The delegation, which arrived here last week, toured extensively in the West Bank, and met yesterday with Yasir Arafat in Ramallah. Delegates insisted that they made sure to schedule time with Israeli leadership as well, and pointed to a meeting with MK Azmi Bishara last Wednesday.
This is a joke, right? To my knowledge, no one has ever use the name "Azmi Bishara" and the expression "Israeli leadership" in the same sentence before, at least not as a way of indicating a connection between the two. For one thing, he's Arab, and the leading voice of the intifada in the Knesset. (Isn't it interesting that Arabs who speak for Israel's enemies can get elected to the country's parliament, while the PA doesn't want Jews even living on the West Bank?) For another, he's the leader of the Hadash (Communist) Party, which is not exactly a powerful voice in Israeli society.
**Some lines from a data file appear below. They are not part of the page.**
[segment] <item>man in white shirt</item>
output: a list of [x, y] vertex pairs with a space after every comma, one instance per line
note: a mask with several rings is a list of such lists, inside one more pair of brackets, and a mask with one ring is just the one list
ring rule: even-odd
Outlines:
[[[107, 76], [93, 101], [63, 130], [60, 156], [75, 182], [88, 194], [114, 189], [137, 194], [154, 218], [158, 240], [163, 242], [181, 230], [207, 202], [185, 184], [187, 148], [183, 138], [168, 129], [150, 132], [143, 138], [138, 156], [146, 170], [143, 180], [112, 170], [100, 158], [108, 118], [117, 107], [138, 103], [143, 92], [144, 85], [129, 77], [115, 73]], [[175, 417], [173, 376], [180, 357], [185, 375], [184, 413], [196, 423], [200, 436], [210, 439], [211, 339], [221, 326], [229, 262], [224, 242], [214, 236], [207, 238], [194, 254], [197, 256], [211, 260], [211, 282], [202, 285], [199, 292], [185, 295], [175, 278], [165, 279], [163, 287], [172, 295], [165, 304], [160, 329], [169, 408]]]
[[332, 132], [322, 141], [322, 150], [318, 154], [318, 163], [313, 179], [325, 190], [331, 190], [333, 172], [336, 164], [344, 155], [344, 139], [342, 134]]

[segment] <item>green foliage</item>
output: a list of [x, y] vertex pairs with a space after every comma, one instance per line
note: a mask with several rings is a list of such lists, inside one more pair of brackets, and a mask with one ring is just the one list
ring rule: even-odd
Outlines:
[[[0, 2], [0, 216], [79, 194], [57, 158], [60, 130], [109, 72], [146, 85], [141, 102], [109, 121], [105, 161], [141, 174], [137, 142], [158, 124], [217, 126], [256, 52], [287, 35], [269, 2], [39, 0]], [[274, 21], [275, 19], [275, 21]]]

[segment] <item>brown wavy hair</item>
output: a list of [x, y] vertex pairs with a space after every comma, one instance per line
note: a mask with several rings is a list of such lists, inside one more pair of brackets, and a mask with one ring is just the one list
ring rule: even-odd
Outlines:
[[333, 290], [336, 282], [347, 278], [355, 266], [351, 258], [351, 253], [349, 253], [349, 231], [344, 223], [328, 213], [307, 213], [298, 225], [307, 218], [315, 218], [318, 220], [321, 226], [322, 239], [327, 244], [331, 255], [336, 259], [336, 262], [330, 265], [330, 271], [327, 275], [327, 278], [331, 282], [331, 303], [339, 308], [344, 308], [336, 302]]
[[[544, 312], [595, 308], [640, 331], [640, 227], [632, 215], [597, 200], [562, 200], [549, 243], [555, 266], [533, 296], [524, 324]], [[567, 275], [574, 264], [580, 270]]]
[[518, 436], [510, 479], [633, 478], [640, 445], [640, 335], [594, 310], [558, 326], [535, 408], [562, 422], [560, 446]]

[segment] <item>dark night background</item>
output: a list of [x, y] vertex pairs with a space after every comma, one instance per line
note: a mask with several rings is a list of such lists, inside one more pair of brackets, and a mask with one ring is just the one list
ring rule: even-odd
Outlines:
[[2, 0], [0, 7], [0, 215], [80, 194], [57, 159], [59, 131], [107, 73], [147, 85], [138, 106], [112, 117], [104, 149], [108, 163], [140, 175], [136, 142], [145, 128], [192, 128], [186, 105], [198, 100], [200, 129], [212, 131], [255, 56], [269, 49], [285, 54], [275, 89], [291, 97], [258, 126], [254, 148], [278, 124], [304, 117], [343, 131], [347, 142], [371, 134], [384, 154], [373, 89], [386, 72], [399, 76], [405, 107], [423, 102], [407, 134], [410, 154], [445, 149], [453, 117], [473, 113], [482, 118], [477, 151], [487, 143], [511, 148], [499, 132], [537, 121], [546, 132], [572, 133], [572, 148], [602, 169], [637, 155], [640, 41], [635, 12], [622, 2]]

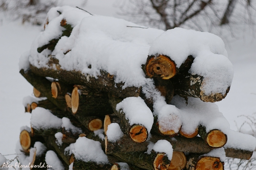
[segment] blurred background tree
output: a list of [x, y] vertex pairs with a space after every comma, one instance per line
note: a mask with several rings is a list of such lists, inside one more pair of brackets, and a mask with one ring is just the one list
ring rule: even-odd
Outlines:
[[44, 23], [47, 13], [52, 7], [69, 5], [81, 8], [87, 0], [0, 0], [0, 11], [12, 19], [21, 18], [23, 23], [31, 23], [41, 25]]
[[255, 32], [255, 0], [122, 0], [126, 19], [163, 30], [182, 27], [235, 36], [245, 26]]

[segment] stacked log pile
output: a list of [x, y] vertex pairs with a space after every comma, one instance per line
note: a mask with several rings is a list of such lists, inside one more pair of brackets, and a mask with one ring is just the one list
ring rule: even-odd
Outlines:
[[[187, 55], [180, 64], [166, 54], [149, 51], [140, 66], [148, 83], [141, 86], [117, 81], [118, 72], [104, 69], [99, 69], [97, 76], [65, 69], [54, 52], [77, 27], [68, 20], [73, 15], [65, 8], [52, 10], [58, 13], [56, 18], [59, 18], [61, 33], [37, 47], [38, 55], [46, 55], [46, 65], [38, 66], [29, 60], [20, 72], [34, 86], [36, 98], [24, 102], [26, 112], [32, 113], [31, 127], [23, 129], [20, 135], [20, 150], [32, 158], [32, 164], [52, 165], [50, 157], [58, 160], [56, 162], [62, 169], [224, 170], [223, 155], [224, 158], [225, 155], [250, 158], [253, 149], [226, 144], [229, 129], [218, 126], [225, 122], [223, 115], [205, 118], [211, 121], [199, 119], [195, 126], [182, 119], [186, 114], [184, 107], [190, 107], [190, 102], [219, 101], [230, 87], [207, 92], [209, 87], [205, 87], [212, 83], [207, 81], [208, 75], [189, 71], [196, 64], [195, 56]], [[93, 20], [90, 14], [72, 10]], [[45, 31], [52, 26], [53, 20], [47, 19]], [[162, 32], [154, 36], [159, 33]], [[64, 55], [75, 50], [66, 49]], [[94, 66], [89, 63], [87, 69]], [[185, 106], [180, 106], [182, 102]]]

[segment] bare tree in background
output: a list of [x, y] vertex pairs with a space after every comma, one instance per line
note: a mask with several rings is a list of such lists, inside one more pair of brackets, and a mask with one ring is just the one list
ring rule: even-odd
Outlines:
[[[120, 14], [138, 23], [164, 30], [181, 27], [212, 32], [234, 24], [254, 26], [251, 0], [123, 0]], [[213, 31], [214, 32], [214, 31]]]
[[22, 23], [41, 25], [52, 7], [64, 5], [84, 7], [87, 0], [0, 0], [0, 11], [13, 19], [21, 18]]

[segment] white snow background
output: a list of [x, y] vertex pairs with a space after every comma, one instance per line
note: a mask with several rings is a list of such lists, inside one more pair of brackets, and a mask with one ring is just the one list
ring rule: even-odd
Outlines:
[[[113, 6], [115, 1], [88, 0], [84, 9], [120, 17], [115, 13], [117, 9]], [[19, 73], [18, 63], [42, 29], [43, 26], [7, 20], [0, 14], [0, 153], [3, 155], [15, 153], [20, 127], [30, 126], [31, 114], [25, 113], [22, 101], [32, 93], [32, 87]], [[231, 129], [237, 130], [234, 121], [239, 127], [244, 121], [238, 116], [256, 112], [256, 39], [244, 33], [240, 39], [226, 44], [226, 48], [234, 66], [234, 78], [226, 98], [216, 103]], [[9, 159], [15, 156], [5, 156]]]

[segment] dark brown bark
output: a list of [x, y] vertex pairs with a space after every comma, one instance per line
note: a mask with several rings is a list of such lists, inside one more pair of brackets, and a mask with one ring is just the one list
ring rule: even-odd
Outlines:
[[113, 155], [126, 162], [141, 168], [148, 170], [166, 170], [171, 162], [165, 153], [159, 153], [152, 150], [149, 154], [143, 152], [134, 152]]
[[186, 167], [186, 158], [184, 153], [173, 151], [168, 170], [183, 170]]
[[84, 162], [75, 159], [73, 164], [73, 170], [109, 170], [111, 168], [111, 164], [97, 164], [93, 162]]
[[[53, 69], [42, 68], [38, 69], [30, 65], [30, 72], [37, 75], [42, 77], [50, 77], [57, 78], [60, 81], [68, 84], [79, 84], [87, 86], [98, 91], [109, 92], [118, 97], [126, 98], [128, 97], [138, 97], [140, 95], [141, 88], [128, 87], [122, 89], [124, 83], [116, 84], [114, 78], [108, 76], [108, 73], [101, 71], [101, 75], [98, 78], [89, 75], [85, 75], [80, 71], [68, 71], [60, 69], [58, 61], [52, 60], [51, 64], [56, 65], [57, 70]], [[49, 64], [50, 66], [50, 64]], [[48, 97], [47, 97], [48, 98]]]
[[20, 145], [24, 150], [28, 150], [31, 147], [33, 147], [36, 141], [44, 143], [44, 138], [40, 135], [32, 136], [31, 133], [26, 130], [23, 130], [20, 135]]
[[187, 156], [187, 159], [186, 170], [224, 170], [224, 162], [221, 162], [219, 158], [190, 154]]
[[96, 91], [88, 87], [75, 85], [71, 96], [72, 110], [79, 119], [87, 116], [96, 116], [104, 118], [105, 115], [113, 112], [109, 106], [108, 94]]
[[147, 129], [143, 125], [139, 124], [131, 124], [129, 121], [125, 117], [125, 113], [122, 110], [117, 111], [116, 109], [116, 104], [122, 100], [120, 98], [116, 98], [109, 95], [109, 103], [113, 108], [114, 114], [119, 117], [121, 120], [121, 128], [125, 129], [127, 134], [135, 142], [142, 143], [145, 142], [148, 136], [148, 132]]
[[[107, 154], [113, 154], [116, 152], [121, 153], [135, 151], [145, 151], [148, 149], [149, 142], [156, 143], [159, 140], [166, 140], [171, 143], [173, 150], [186, 153], [198, 153], [201, 155], [207, 153], [212, 149], [202, 138], [199, 137], [188, 138], [177, 136], [173, 138], [152, 135], [149, 141], [142, 143], [133, 141], [127, 135], [125, 135], [119, 140], [113, 143], [106, 141]], [[252, 155], [253, 151], [238, 150], [224, 147], [227, 157], [236, 158], [242, 159], [248, 159]]]

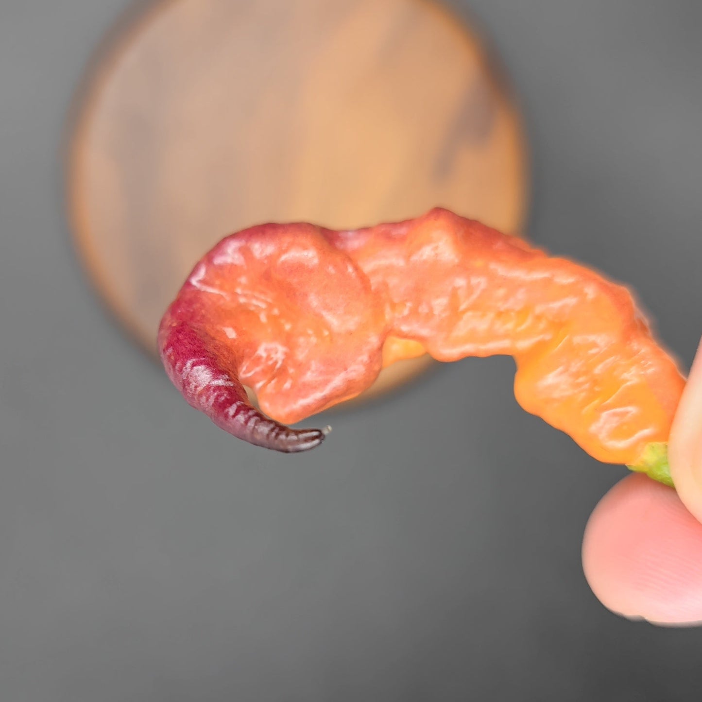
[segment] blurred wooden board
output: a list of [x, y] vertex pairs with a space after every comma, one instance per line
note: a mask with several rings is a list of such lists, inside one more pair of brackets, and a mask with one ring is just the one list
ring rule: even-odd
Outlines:
[[68, 206], [98, 290], [153, 351], [194, 263], [231, 232], [442, 205], [517, 233], [526, 173], [499, 72], [436, 3], [163, 0], [123, 20], [77, 99]]

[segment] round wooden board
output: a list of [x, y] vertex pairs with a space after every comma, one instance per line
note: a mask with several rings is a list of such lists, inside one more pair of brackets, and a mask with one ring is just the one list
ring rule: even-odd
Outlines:
[[[333, 228], [435, 205], [518, 233], [519, 114], [479, 37], [427, 0], [161, 0], [133, 10], [77, 100], [81, 258], [155, 350], [202, 254], [268, 221]], [[383, 371], [365, 396], [427, 357]]]

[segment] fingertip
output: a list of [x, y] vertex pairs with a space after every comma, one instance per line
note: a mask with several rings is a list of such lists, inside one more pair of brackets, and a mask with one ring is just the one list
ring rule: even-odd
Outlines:
[[583, 569], [618, 614], [665, 625], [702, 621], [702, 524], [674, 490], [645, 476], [625, 478], [595, 508]]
Translation: the Anglicans were carefully to meet only with people who would not confuse their minds with the facts of life in the Jewish state, since they were already made up.
"The word draconian barely even begins to describe what we saw," Reverend Brian J. Greives, who represents the U.S. church, said of his experience.
Like others in his delegation, Greives intends to recommend that the church adopt divestment "to bring an end to the conflict."
Yes, I'm sure Ariel Sharon is petrified at the prospect that the ECUSA will divest, and is already planning on presenting Tel Aviv to Yasser Arafat on a platter to mollify the denizens of the Episcopal Church Center.
By the way, Rev. Greives, while you were examining the "draconian" conditions, did you and your party take time to ride the public busses in Jerusalem? Visit a pizza parlor or outdoor café? Talk to the families of suicide bombing victims? Or would those place and conversations have been a little too dangerous for you and your assumptions?